3. Die tarifliche Regelung verstößt auch nicht gegen den Gleichheitssatz.
a) Eine tarifliche Regelung verstößt gegen den allgemeinen Gleichheitssatz des Art. 3
Abs. 1 GG, wenn die Tarifvertragsparteien tatsächliche Gleichheiten oder Ungleichheiten
außer Acht gelassen haben, die so wesentlich sind, dass sie bei einer am allgemeinen
Gleichheitsgedanken orientierten Betrachtungsweise hätten Berücksichtigung finden
müssen. Je nach Regelungsgegenstand und Differenzierungsmerkmalen sind dabei
unterschiedliche Anforderungen an den Rechtfertigungsgrund für eine
Ungleichbehandlung zu stellen. Sie reichen von einem bloßen Willkürverbot bis zu einer
strengen Bindung an Verhältnismäßigkeitserfordernisse. Bei einer personenbezogenen
Ungleichbehandlung ist der Gleichheitssatz verletzt, wenn eine Gruppe von
Normadressaten im Vergleich zu anderen Normadressaten anders behandelt wird,
obwohl zwischen beiden Gruppen keine Unterschiede von solcher Art und solchem
Gewicht bestehen, dass sie die unterschiedliche Behandlung rechtfertigen könnten.
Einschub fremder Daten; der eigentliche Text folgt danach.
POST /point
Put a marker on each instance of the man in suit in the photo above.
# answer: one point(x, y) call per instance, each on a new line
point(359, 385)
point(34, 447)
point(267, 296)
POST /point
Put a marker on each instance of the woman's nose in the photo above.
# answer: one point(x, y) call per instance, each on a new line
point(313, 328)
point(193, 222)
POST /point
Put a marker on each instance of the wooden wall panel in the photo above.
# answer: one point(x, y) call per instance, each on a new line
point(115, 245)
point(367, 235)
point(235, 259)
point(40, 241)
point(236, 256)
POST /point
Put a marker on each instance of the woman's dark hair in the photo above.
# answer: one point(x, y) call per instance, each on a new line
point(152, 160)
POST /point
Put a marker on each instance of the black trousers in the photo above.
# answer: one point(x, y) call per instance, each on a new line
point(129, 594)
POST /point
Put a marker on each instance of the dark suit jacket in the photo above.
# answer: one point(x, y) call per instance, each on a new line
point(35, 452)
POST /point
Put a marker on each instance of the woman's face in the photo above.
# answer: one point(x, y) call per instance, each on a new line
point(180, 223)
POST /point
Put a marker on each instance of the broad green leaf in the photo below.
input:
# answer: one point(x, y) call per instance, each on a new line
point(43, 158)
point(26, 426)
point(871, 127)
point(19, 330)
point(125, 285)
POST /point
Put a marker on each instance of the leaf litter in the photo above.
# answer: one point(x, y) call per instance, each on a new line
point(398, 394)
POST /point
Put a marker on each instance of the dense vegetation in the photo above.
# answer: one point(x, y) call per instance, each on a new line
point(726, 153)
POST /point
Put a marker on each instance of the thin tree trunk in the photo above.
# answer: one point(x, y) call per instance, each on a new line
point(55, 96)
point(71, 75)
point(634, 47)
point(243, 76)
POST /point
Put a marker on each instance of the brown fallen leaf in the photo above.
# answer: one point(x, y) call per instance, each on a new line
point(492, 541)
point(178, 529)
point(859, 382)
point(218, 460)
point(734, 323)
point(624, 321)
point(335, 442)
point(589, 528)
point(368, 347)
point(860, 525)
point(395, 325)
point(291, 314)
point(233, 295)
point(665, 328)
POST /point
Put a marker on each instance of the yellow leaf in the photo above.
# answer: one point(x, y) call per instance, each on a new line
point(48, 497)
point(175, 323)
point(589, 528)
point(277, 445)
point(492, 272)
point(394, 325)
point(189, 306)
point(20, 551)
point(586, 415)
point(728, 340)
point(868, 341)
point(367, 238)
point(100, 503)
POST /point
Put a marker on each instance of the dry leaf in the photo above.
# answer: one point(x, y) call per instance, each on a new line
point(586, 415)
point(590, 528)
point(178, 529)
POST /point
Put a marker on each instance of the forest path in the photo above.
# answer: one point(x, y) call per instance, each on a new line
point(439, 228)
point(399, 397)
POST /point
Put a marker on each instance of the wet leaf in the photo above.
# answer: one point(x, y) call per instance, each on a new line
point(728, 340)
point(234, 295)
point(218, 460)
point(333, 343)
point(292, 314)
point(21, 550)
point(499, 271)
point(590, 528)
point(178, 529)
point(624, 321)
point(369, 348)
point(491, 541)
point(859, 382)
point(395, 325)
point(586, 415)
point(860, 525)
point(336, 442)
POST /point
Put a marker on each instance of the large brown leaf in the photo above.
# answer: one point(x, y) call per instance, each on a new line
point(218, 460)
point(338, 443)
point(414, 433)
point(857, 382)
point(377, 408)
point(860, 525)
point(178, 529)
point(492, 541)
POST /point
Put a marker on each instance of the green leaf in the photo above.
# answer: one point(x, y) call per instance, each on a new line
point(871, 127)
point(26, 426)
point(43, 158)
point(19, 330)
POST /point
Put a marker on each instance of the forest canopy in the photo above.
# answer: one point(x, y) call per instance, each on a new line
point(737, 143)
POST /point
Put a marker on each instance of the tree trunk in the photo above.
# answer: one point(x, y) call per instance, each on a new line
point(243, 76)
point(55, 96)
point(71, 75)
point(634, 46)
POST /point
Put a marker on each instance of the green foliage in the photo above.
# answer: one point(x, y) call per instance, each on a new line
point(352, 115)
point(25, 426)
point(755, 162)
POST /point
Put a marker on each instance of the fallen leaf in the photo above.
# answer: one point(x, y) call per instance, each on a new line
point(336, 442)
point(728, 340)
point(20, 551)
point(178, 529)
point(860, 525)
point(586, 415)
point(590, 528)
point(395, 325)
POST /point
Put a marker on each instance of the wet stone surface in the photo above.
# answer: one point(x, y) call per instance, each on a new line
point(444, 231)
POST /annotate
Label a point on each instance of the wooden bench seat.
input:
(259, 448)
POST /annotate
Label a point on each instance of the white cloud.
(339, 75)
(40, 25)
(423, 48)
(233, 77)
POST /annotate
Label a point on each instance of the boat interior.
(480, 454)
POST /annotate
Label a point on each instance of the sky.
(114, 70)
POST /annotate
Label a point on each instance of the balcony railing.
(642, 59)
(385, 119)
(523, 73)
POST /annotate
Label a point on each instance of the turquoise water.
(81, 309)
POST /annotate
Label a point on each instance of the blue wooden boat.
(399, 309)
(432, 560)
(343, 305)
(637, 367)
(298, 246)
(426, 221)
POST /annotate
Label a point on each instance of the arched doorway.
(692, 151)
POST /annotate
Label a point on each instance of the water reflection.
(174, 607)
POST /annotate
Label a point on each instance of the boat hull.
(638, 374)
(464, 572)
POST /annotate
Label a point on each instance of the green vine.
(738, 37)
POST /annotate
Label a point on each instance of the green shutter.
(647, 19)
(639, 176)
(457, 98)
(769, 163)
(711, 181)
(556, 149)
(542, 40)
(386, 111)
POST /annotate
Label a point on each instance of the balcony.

Eine
sachverhaltsbezogene Ungleichbehandlung verstößt hingegen nur dann gegen Art. 3
Abs. 1 GG, wenn sie willkürlich ist, weil sich ein vernünftiger, sich aus der Natur der Sache
ergebender oder sonstwie einleuchtender Grund für die Differenzierung nicht finden lässt
(BAG 16. Oktober 2008 - 7 AZR 185/07 – Juris, zu II 1 d aa der Gründe)
b) Hier sind sogar die Anforderungen bei einer personenbezogenen Ungleichbehandlung
erfüllt, jedenfalls ist die Differenzierung nicht willkürlich. Der Anwendungs-TV
unterscheidet zwischen Arbeitszeitguthaben, die aufgrund der Sonderregelungen des § 3
Anwendungs-TV entstehen, und unterwirft diese den besonderen Sicherungen der
Unterabs. 6 und 9 des § 3 Abs. 3 Anwendungs-TV, und solchen, die aufgrund der
Tarifkorrektur entstanden sind. Die dem zugrunde liegenden Unterschiede sind
gewichtig. Der besondere Schutz der Guthaben aus Arbeitszeitkonten im
Zusammenhang mit der Arbeitszeitvergütung ist speziell für diese Sonderkonstellation
geschaffen worden, um sicher zu stellen, dass die aufgrund regelmäßiger Mehrarbeit
angefallenen Stunden auf keinen Fall verloren gehen. Es handelt sich um regelmäßig
anlaufende Zeitguthaben, bei denen der Ausgleich nicht immer als sicher galt. Insoweit
bestand und besteht ein besonderes Sicherungsbedürfnis. Im Gegensatz dazu regelt §
5a Anwendungs-TV den Umgang mit Arbeitszeitkontenguthaben, die aufgrund eines
Fehlers der Tarifpartner einmalig angefallen sind. Außerdem ist dort unmittelbar
festgelegt, wie - und im Hinblick auf die Verpflichtung zur Festlegung des
Freistellungszeitraums auch wann - der Ausgleich erfolgen soll. Die im Zusammenhang
mit der Arbeitszeitverkürzung bestehenden Unsicherheiten gab es hier also nicht. Es ist
gut nachvollziehbar, dass die Tarifpartner mit den entstandenen Zeitguthaben so
verfahren sind, wie es bei Zeitguthaben ansonsten üblich ist.
4. Abweichendes ergibt sich auch nicht aus Bestimmungen des BUrlG oder den
tariflichen Regelungen zum Urlaub bzw. zur Entgeltfortzahlung im Krankheitsfall. Insoweit
wird ergänzend auf die Ausführungen des BAG in der zitierten Entscheidung vom 11.
September 2003 unter 3. und 4. der Entscheidungsgründe Bezug genommen.
III.Die Kostenentscheidung beruht auf § 97 Abs. 1 ZPO.
IV.Die Voraussetzungen für die Zulassung der Revision liegen nicht vor. Es handelt sich
um eine Einzelfallentscheidung ohne grundsätzliche Bedeutung.